6. He saw The Beatles at a party in Dundee – but they didn’t see him
Cox struggles to select a favourite Beatles song to take to his desert island, settling on Get Back, and says of the 1960s: “It was a time of incredible social mobility, and it was the time of The Beatles.” And he remembers nearly, but not quite, meeting two of them on one of their early tours: “I once went to a party in Dundee and they had been playing,” he says. “There were two guys lying fast asleep, and one was George Harrison, and one was Ringo Starr. They were clearly exhausted the poor guys. I never met them but that was all I saw of them.”
7. He blagged his first theatre job by pretending to know about classical music
Cox credits two of his teachers – George Hackett and Bill Dewar – with seeing something in him and supporting in his schooldays. Dewar, in particular, introduced him to the local Repertory theatre and suggested he apply for a general dogsbody role there when an older student of his quit it to head off to drama school. “I got an interview and went to the office,” says Cox. “I remember they were asking me about classical music; of course I knew nothing.” However, his school music teacher has just been playing the trumpet march from Aida, so Cox replied: “Well, you know, I really do like Verdi. I think Aida is one of my favourites. Particularly the trumpet march.” Although he thinks the interviewer “kind of knew that I was blagging it,” he still got the job.

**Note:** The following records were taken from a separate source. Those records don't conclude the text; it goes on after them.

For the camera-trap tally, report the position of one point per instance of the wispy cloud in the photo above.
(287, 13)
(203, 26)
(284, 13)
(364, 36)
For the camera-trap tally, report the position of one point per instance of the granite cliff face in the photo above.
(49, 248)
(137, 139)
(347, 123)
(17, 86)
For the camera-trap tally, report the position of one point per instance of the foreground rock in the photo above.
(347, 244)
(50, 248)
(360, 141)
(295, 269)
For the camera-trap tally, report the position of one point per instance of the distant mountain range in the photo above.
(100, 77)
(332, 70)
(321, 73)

8. He cut his teeth in repertory theatre in his early 20s but thinks his acting then was ‘terrible’
Cox’s first professional acting jobs in the theatre came as part of repertory companies, first at the Lyceum in Edinburgh then in Birmingham. It gave him the opportunity to play a vast array of roles and find his way as an actor. “It was an amazing time and I went to the West End – that was my first journey to the West End when I was 21,” he recalls, but is blunt about his youthful promise: “I was terrible in all of the roles, it has to be said, but it was a wonderful, wonderful experience. Young actors don’t get that experience now, it’s just a shame.”
9. He tried the Hollywood life but it didn’t suit him
Cox currently resides in New York and still loves his Scottish homeland, but could never live in LA. “I remember I went to Hollywood in the seventies,” he says. “The life then – the fastness of the life, the glibness of the life – is something that I really couldn’t take. I really couldn’t handle it. I just came back, did my work, as my old friend [actor] Fulton Mackay used to say: ‘Follow your mercenary calling and draw your wages.’”

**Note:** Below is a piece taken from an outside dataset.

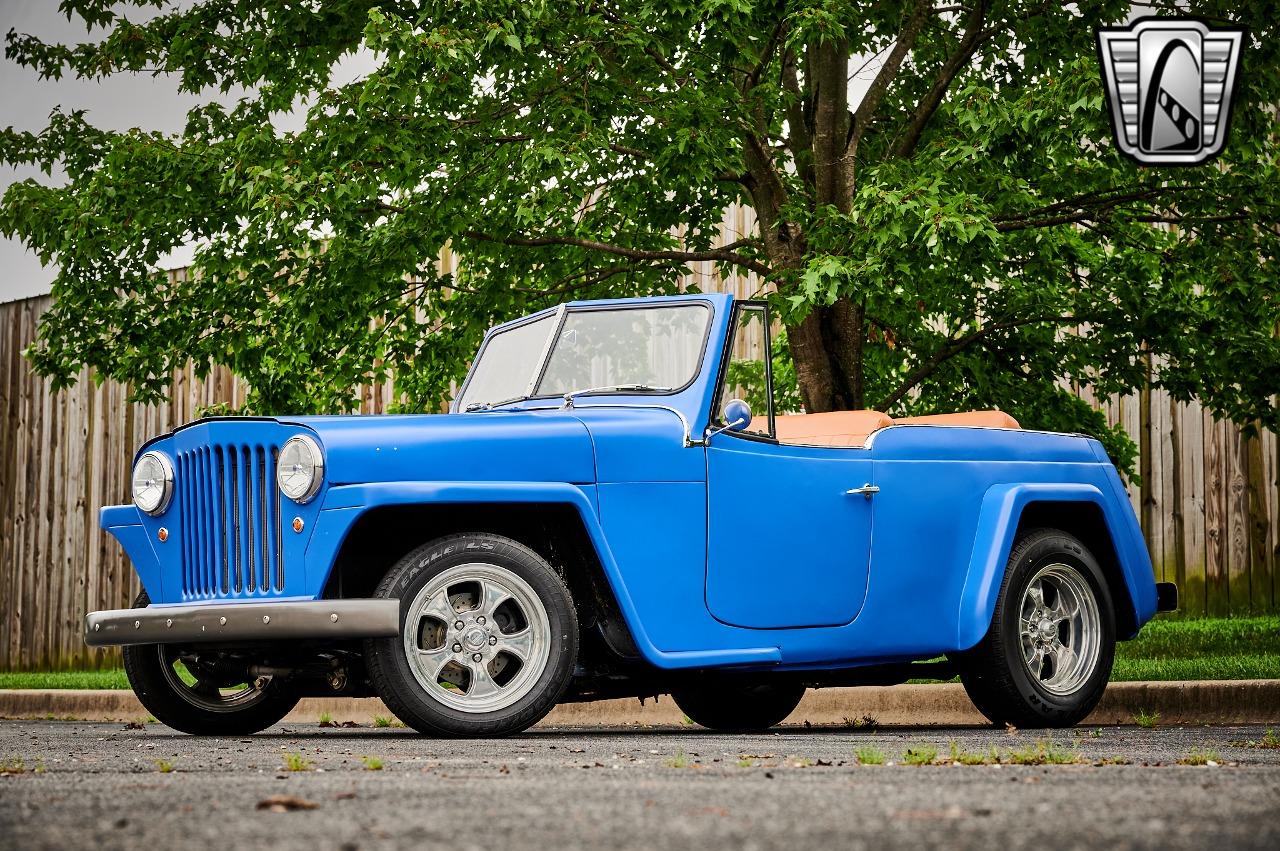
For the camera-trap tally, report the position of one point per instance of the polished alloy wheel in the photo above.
(478, 637)
(1060, 628)
(202, 691)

10. He shares only his misanthropy with his Succession character Logan Roy
In the last couple of years Cox has had phenomenal success playing a Rupert Murdoch-like media tycoon in Succession, but the character is almost entirely unlike him. “I think Logan and I both have one thing in common: we find the human experiment rather disappointing,” he says. “I flirt with misanthropy all the time, but I’m an optimist so I always come down on the good side.”